The mission, fittingly named Aagaman — Sanskrit for "arrival" — was executed by Hyderabad-based Skyroot Aerospace, which declared the maiden flight a "grand success." That it worked on the very first attempt is the detail that space engineers found most striking: orbital debuts are notoriously unforgiving, and a textbook flight on try one is rare.

What Happened

Vikram-1 rose from SDSC-SHAR carrying a cluster of technology-demonstration payloads and customer experiments, along with symbolic "postcards" — including one from Prime Minister Narendra Modi — meant to mark the moment for posterity. The rocket is named after Vikram Sarabhai, the physicist regarded as the father of the Indian space programme, tying the private sector's arrival directly to the lineage of the national effort that preceded it.

According to Skyroot, the vehicle is designed to place payloads of up to 350 kg into a 450-kilometre Low Earth Orbit at a 60-degree inclination. The maiden flight doubled as a proving ground for a suite of next-generation manufacturing techniques: 3D-printed engines, modular stage separation and lightweight construction methods that the company sees as central to bringing down the cost of access to space.

The Reaction

The response from the establishment was immediate and warm. ISRO chairman V. Narayanan and Union Minister for Science and Technology Jitendra Singh hailed the launch as a landmark for the country's space ambitions. Prime Minister Modi telephoned the Skyroot team to congratulate them — a signal of how much political capital the government has invested in the idea of a thriving private space industry.

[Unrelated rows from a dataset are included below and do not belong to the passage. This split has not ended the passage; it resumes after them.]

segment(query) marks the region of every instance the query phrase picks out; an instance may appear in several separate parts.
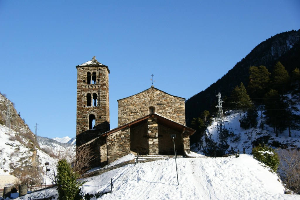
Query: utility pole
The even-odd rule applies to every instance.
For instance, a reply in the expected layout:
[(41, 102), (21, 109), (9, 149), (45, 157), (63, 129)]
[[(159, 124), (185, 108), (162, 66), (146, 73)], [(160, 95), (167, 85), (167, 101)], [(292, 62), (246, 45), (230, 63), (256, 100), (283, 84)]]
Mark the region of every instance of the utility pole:
[(37, 142), (38, 144), (38, 125), (36, 122), (35, 123), (35, 126), (34, 127), (35, 128), (35, 137), (37, 139)]
[(218, 142), (221, 142), (223, 139), (223, 130), (225, 129), (225, 124), (224, 122), (224, 116), (223, 115), (223, 109), (222, 107), (222, 102), (224, 102), (221, 98), (221, 93), (216, 96), (218, 98), (218, 105), (216, 107), (218, 108), (218, 115), (217, 118), (217, 138), (216, 139), (216, 145), (214, 148), (215, 156), (216, 156), (215, 146)]
[(5, 123), (5, 126), (9, 129), (9, 131), (10, 132), (11, 127), (10, 124), (10, 106), (9, 101), (7, 102), (7, 111), (6, 112), (6, 121)]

A private company reaching orbit is not just an engineering achievement. It is proof that the reforms opening up India's space sector are producing hardware, not just headlines.

The Backdrop

Vikram-1 did not appear from nowhere. It is the most visible fruit of the reforms that began in 2020, when the government opened the space sector to private participation and created IN-SPACe (the Indian National Space Promotion and Authorisation Centre) as the single-window regulator and facilitator. That framework allowed private firms to use ISRO facilities — including launch pads at Sriharikota — and to build and fly their own vehicles, a decisive break from a model in which spaceflight was the exclusive preserve of the state.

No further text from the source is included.